Dans la capitale de Czisletovie, Frantz, un crève-la-faim qui entretien une rivalité amoureuse avec le strict Friedrich tentera d’échapper à la conscription. Car Sigismond, le tout jeune Empereur vient de déclarer la guerre au pays voisin, la Dalmaszie. A ce stade, on se croirait dans l’univers d’Astérix le gaulois compte tenu des noms drolatiques attribués. Mais l’histoire se veut tout de même plus sérieuse, même si la plupart des personnages – en l’occurrence les méchants – ressemblent à des caricatures, voire à des créatures monstrueuses tirées de la Science-fiction. Les dessins de l’urbanisme des cités imaginaires, les intérieurs ne sont pas en reste. Il faut dire que tant le scénariste, Jean-Paul Krassinsky, que le dessinateur, Julien Delval ont officié dans l’illustration de jeux de rôles. En bref, c’est somptueux.

Pas étonnant, dans ces conditions, que l’on se sente réellement transporté dans des univers spécifiques et tout à fait crédibles.

Crédible… L’histoire l’est un peu moins, mais s’il l’on veut bien admettre qu’il s’agit d’une romance, alors ça passe tout seul. D’ailleurs, pour en revenir à l’intrigue de la rivalité amoureuse entre Franz et Friedrich, elle trouvera sa solution par le départ de l’un à la guerre et la cavale du second.
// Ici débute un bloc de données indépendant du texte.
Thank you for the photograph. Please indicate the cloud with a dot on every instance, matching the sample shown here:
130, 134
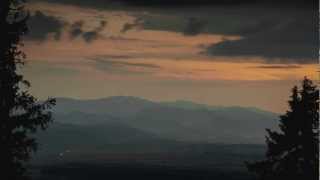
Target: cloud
127, 64
107, 3
124, 67
288, 41
194, 26
76, 30
278, 67
41, 25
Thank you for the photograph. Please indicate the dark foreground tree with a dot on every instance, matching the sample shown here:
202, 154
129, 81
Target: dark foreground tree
293, 153
20, 113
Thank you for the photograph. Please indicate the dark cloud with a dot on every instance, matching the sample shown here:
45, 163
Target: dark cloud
277, 67
194, 26
41, 25
107, 3
294, 40
137, 24
76, 30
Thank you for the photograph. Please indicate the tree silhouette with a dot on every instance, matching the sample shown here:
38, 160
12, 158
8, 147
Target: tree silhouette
293, 153
20, 113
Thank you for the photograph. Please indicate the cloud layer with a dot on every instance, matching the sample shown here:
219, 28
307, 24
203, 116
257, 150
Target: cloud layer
41, 25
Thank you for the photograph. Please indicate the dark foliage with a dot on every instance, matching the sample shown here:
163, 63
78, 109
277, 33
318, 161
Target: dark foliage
20, 113
293, 153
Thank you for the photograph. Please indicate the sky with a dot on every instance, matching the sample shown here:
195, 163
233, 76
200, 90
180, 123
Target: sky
223, 53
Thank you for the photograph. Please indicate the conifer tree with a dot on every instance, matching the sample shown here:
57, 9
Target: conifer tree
21, 114
293, 153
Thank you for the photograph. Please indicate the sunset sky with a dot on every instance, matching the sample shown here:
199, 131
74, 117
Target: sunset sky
224, 55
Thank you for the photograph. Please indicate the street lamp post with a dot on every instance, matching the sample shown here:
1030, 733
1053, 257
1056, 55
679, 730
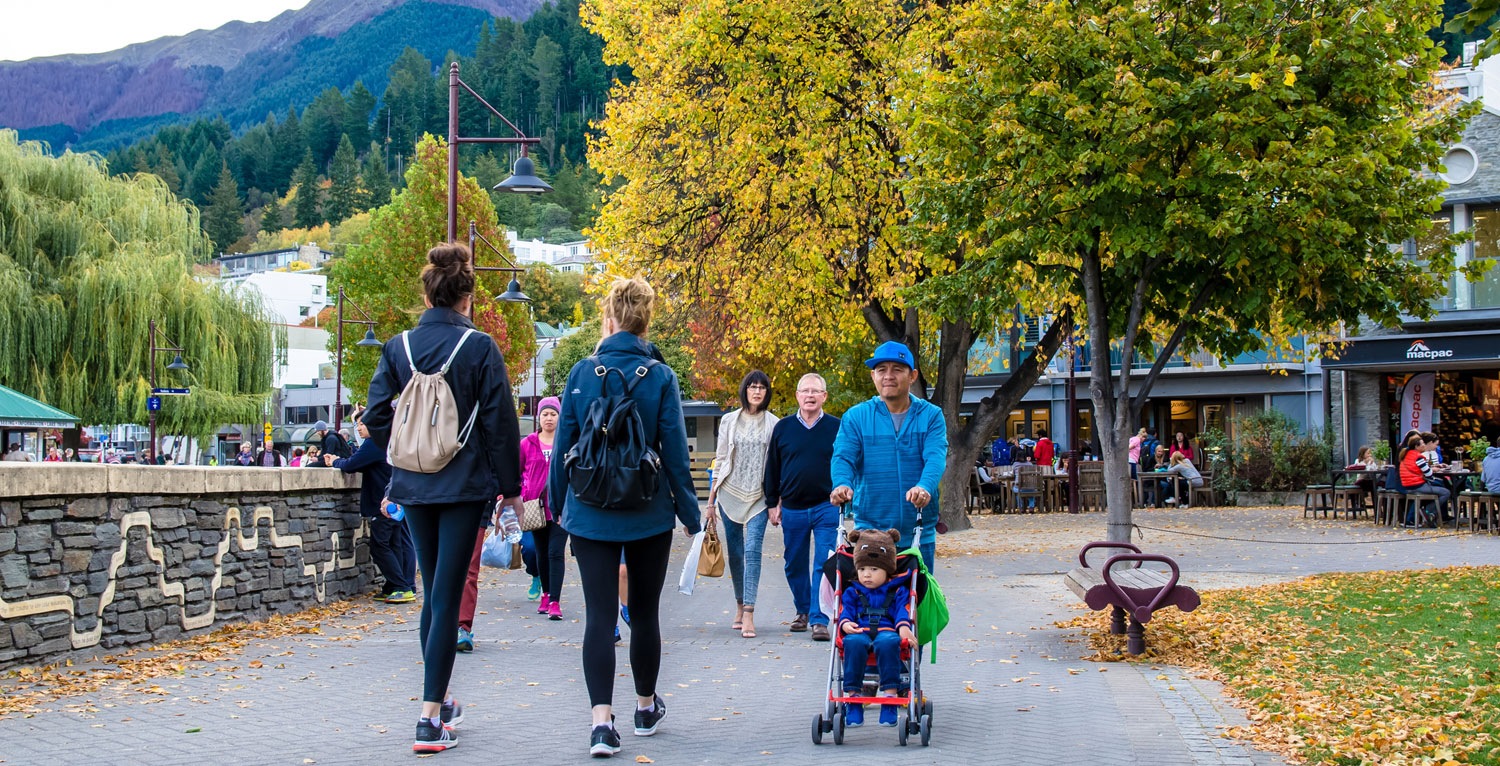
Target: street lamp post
338, 377
177, 365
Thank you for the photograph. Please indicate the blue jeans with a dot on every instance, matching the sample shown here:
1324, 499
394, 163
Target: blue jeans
743, 546
822, 523
887, 658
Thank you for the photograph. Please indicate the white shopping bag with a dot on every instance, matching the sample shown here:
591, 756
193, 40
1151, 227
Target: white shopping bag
827, 598
689, 579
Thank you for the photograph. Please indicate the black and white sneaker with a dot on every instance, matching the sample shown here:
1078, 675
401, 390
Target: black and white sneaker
605, 741
434, 738
452, 714
648, 720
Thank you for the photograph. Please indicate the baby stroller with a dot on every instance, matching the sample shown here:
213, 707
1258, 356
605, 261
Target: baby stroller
917, 711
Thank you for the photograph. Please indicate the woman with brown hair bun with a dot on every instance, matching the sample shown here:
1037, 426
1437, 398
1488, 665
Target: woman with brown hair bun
641, 534
444, 508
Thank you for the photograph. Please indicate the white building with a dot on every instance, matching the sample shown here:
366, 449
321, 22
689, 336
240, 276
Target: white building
291, 296
567, 257
236, 266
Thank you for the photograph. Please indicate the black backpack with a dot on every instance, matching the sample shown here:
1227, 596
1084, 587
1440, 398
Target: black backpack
611, 465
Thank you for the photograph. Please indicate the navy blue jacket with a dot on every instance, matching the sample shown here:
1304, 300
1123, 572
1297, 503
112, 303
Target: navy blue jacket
660, 405
489, 463
369, 459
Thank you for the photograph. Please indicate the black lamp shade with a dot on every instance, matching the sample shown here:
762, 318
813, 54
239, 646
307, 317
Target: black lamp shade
524, 179
513, 293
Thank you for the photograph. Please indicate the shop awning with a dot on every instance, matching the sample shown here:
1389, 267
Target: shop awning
20, 411
1410, 351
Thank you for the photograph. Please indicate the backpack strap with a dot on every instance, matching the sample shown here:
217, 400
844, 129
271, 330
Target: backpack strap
411, 362
446, 365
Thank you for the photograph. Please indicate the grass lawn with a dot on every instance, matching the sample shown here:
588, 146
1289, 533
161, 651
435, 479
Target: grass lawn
1349, 669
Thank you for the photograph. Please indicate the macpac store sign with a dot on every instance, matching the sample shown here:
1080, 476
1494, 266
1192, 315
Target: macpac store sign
1421, 351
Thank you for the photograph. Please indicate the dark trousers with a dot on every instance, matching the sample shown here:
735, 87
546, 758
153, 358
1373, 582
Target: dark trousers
444, 537
887, 646
599, 571
819, 526
393, 555
551, 556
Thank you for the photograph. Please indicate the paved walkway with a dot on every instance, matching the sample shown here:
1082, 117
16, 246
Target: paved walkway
1008, 687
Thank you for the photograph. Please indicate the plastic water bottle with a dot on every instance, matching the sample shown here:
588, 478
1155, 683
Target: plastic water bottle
509, 526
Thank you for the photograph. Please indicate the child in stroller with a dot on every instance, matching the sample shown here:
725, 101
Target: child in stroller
875, 616
876, 589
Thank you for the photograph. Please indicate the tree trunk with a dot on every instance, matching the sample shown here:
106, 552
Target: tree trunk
1113, 444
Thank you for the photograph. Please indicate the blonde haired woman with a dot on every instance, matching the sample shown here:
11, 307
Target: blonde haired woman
644, 535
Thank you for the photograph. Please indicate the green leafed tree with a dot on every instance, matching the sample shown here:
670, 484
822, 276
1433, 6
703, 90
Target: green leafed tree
383, 275
224, 218
86, 260
1187, 176
344, 189
306, 212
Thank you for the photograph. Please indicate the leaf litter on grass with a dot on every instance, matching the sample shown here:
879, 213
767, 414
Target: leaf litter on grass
1395, 667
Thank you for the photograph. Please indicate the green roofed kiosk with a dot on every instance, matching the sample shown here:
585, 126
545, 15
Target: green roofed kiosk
26, 421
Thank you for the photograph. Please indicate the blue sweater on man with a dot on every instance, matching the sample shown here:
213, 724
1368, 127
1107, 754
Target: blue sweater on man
881, 465
797, 463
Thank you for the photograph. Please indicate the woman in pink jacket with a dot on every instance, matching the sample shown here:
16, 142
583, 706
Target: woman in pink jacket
536, 456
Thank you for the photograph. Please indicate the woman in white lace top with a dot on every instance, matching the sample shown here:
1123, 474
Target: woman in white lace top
744, 436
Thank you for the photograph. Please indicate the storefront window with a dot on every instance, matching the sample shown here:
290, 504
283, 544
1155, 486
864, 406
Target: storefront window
1487, 246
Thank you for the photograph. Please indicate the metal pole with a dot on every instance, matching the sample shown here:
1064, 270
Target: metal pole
1073, 432
453, 152
152, 412
338, 366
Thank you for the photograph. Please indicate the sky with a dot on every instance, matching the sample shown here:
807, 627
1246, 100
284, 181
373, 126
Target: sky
50, 27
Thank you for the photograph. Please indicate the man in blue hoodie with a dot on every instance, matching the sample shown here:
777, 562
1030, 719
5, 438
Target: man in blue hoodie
890, 454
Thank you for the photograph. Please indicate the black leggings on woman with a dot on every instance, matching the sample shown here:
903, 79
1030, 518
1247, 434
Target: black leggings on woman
599, 570
551, 543
444, 538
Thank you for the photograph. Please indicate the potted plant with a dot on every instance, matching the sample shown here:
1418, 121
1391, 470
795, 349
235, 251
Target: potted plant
1478, 450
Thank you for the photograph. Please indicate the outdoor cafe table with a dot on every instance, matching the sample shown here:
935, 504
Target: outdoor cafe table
1158, 480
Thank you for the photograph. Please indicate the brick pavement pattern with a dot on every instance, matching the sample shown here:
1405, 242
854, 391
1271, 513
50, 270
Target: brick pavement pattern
348, 696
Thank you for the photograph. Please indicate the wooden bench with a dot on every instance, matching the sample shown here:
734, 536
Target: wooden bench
1131, 592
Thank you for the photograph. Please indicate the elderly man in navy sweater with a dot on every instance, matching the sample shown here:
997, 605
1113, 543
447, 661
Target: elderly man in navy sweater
797, 486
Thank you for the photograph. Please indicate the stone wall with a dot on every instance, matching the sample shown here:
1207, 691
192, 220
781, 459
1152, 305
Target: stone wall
99, 558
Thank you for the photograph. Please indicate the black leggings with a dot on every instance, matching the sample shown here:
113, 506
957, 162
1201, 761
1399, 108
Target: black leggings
551, 543
444, 538
599, 570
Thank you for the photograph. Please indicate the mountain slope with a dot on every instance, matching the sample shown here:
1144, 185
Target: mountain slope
239, 69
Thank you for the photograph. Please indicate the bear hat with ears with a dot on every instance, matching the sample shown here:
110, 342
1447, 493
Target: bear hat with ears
875, 547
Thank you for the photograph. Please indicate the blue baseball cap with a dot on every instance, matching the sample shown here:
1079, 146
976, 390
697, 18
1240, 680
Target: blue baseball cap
891, 351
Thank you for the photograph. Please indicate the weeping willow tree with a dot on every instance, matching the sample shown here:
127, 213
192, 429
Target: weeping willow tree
86, 260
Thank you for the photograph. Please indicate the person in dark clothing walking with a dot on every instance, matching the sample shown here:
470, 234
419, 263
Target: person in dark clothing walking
444, 508
797, 487
644, 534
390, 540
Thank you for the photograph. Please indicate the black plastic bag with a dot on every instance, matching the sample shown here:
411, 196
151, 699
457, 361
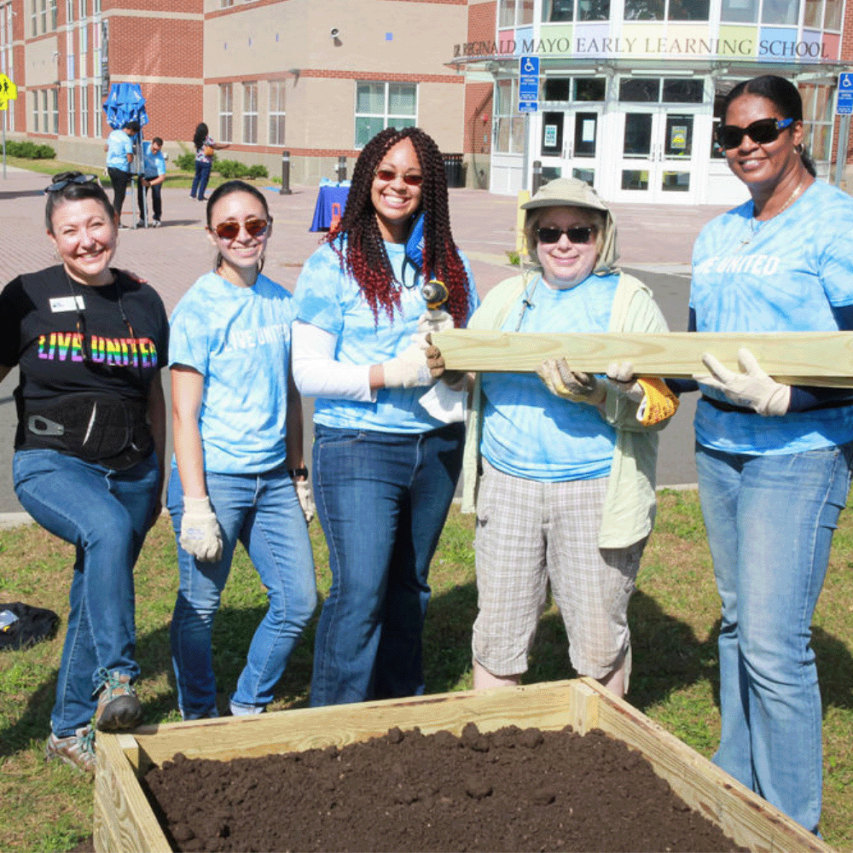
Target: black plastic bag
24, 625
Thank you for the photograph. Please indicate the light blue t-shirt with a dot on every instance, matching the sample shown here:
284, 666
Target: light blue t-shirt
327, 297
530, 432
238, 338
154, 165
782, 275
119, 145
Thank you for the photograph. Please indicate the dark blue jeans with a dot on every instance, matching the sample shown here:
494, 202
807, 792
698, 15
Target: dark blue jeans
105, 514
382, 499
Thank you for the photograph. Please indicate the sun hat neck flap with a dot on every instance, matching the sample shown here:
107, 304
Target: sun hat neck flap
571, 192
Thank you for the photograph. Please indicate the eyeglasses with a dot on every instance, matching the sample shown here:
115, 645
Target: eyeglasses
229, 229
388, 175
577, 234
75, 178
762, 131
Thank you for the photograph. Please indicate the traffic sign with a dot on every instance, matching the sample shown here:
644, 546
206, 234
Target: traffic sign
844, 105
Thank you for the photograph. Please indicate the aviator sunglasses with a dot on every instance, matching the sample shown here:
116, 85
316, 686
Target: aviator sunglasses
577, 234
761, 132
229, 229
388, 175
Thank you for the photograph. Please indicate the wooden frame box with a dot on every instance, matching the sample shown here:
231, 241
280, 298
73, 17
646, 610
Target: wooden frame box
124, 821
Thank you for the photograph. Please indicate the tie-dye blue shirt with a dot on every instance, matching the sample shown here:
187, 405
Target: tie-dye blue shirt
238, 339
530, 432
328, 298
782, 275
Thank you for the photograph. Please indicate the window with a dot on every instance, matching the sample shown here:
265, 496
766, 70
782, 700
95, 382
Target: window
250, 113
381, 105
226, 112
276, 112
509, 124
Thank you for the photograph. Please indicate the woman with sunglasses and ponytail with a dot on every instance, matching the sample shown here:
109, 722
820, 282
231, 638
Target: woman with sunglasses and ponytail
89, 342
238, 472
560, 467
773, 460
385, 460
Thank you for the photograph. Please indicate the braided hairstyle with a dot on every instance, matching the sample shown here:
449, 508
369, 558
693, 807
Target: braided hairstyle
362, 253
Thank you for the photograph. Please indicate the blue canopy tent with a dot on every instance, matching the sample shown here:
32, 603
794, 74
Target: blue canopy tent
125, 103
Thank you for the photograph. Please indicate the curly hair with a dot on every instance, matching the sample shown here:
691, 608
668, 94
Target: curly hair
359, 244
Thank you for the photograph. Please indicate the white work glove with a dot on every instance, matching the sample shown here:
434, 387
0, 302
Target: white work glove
430, 321
570, 384
751, 388
620, 377
306, 498
200, 534
407, 370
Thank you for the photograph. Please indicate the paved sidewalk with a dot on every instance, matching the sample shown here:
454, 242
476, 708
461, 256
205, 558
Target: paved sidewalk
654, 238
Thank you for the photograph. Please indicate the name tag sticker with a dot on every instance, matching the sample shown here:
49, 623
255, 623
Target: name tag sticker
59, 304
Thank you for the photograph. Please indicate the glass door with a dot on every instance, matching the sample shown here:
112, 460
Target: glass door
656, 162
570, 145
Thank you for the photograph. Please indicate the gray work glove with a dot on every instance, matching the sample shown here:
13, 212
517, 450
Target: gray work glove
200, 534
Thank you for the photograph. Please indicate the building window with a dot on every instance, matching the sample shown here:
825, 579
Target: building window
515, 13
381, 105
554, 11
509, 125
226, 112
276, 112
250, 113
669, 10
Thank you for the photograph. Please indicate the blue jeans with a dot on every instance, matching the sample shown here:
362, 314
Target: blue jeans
263, 512
770, 521
105, 515
382, 499
200, 179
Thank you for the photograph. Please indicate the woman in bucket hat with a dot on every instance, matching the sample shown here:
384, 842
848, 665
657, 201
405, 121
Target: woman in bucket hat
562, 467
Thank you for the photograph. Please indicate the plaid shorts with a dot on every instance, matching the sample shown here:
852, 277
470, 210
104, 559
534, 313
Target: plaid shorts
531, 533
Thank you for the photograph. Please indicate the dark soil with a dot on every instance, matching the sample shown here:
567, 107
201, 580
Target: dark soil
512, 790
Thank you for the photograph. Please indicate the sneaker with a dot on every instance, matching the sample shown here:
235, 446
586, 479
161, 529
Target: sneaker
78, 749
118, 707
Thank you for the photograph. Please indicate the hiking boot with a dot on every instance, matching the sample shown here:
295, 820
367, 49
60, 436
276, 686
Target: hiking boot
78, 749
118, 707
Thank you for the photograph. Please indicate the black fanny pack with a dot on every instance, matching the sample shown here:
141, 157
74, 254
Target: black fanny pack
108, 430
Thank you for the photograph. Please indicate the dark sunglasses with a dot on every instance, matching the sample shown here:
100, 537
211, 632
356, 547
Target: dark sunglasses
762, 131
388, 175
76, 178
578, 234
229, 229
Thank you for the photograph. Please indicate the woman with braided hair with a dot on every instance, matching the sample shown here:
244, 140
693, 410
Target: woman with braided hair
385, 468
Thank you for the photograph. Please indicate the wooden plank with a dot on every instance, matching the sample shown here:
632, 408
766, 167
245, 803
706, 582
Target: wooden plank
796, 358
124, 820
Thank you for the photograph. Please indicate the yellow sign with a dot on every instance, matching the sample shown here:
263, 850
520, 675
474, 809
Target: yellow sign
8, 90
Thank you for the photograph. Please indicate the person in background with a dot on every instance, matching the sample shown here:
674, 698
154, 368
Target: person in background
238, 472
385, 468
561, 466
153, 175
205, 150
119, 150
774, 462
90, 343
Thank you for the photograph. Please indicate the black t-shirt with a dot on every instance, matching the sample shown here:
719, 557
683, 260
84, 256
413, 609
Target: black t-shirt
70, 339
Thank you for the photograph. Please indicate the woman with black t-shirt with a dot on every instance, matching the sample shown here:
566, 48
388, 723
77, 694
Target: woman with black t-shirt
90, 343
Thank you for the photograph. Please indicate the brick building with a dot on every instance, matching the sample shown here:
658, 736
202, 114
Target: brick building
627, 91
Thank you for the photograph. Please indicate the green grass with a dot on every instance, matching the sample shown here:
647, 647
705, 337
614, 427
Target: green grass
674, 619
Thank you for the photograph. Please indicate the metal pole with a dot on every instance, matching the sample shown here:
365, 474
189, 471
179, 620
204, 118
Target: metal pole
285, 173
841, 151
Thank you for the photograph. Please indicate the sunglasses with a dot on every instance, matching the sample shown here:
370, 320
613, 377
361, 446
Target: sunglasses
762, 131
388, 175
578, 234
77, 178
229, 229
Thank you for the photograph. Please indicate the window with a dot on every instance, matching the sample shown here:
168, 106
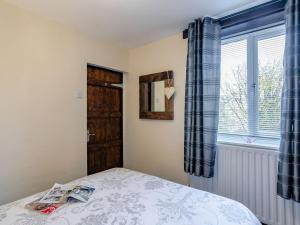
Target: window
251, 82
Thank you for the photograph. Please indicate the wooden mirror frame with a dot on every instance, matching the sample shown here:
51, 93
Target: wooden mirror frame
169, 103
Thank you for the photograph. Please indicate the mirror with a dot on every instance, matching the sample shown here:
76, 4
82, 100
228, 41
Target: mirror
153, 101
154, 96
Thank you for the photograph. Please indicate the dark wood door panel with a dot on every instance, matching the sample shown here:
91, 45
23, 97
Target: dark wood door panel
104, 112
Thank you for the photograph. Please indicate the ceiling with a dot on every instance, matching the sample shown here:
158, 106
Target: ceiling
131, 23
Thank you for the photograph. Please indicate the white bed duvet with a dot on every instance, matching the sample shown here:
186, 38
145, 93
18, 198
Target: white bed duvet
126, 197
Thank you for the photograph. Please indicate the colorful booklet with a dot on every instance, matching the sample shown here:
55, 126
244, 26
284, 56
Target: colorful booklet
60, 194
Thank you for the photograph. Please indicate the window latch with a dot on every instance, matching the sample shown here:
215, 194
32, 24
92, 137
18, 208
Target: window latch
254, 89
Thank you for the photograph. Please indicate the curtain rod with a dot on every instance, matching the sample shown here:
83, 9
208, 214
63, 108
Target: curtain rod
272, 11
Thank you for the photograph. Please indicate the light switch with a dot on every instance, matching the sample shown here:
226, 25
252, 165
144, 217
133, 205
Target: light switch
79, 94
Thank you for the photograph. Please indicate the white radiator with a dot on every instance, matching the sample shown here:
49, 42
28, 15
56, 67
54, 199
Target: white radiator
248, 175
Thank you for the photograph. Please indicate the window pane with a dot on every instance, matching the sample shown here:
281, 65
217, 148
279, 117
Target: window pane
270, 69
233, 117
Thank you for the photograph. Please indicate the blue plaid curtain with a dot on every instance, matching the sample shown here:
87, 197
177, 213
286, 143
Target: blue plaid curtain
202, 95
288, 184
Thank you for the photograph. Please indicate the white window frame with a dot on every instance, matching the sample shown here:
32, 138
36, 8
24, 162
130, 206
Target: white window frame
252, 96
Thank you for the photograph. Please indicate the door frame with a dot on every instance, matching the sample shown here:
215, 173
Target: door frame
122, 108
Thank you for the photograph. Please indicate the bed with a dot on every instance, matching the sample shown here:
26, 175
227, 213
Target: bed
126, 197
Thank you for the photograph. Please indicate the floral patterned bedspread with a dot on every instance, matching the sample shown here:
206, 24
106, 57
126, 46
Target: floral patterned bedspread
126, 197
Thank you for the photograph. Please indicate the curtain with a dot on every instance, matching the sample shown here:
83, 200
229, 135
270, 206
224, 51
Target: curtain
288, 184
202, 95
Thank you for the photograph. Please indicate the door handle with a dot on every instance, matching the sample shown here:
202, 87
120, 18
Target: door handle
89, 135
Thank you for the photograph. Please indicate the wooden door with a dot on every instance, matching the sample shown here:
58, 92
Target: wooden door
104, 120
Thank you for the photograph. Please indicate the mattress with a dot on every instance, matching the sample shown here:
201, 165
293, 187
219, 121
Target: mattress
126, 197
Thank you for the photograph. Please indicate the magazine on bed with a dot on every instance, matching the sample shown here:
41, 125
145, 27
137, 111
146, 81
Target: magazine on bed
60, 194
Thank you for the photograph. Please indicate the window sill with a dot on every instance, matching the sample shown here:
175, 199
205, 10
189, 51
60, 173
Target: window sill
259, 143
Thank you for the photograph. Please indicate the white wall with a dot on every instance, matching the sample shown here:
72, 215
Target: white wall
42, 124
156, 146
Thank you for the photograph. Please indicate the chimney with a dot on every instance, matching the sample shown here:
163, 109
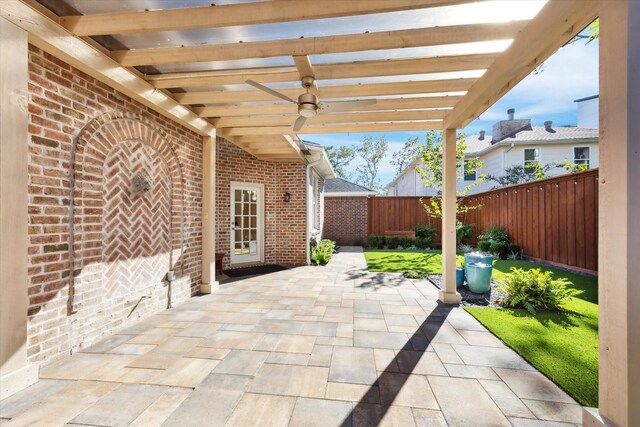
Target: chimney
547, 126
On l’aura deviné, c’est le poète qui part en cavale, sous le haut patronage d’un agent très spécial, poudré et perruqué, le musik maester de l’Empereur him-self. Sa mission : aller porter un message au chef de l’Etat de Dalmaszie.

Pas la peine d’en raconter davantage, au risque de tout dévoiler d’une amorce d’histoire qui se trouve interrompue par la fin du premier tome.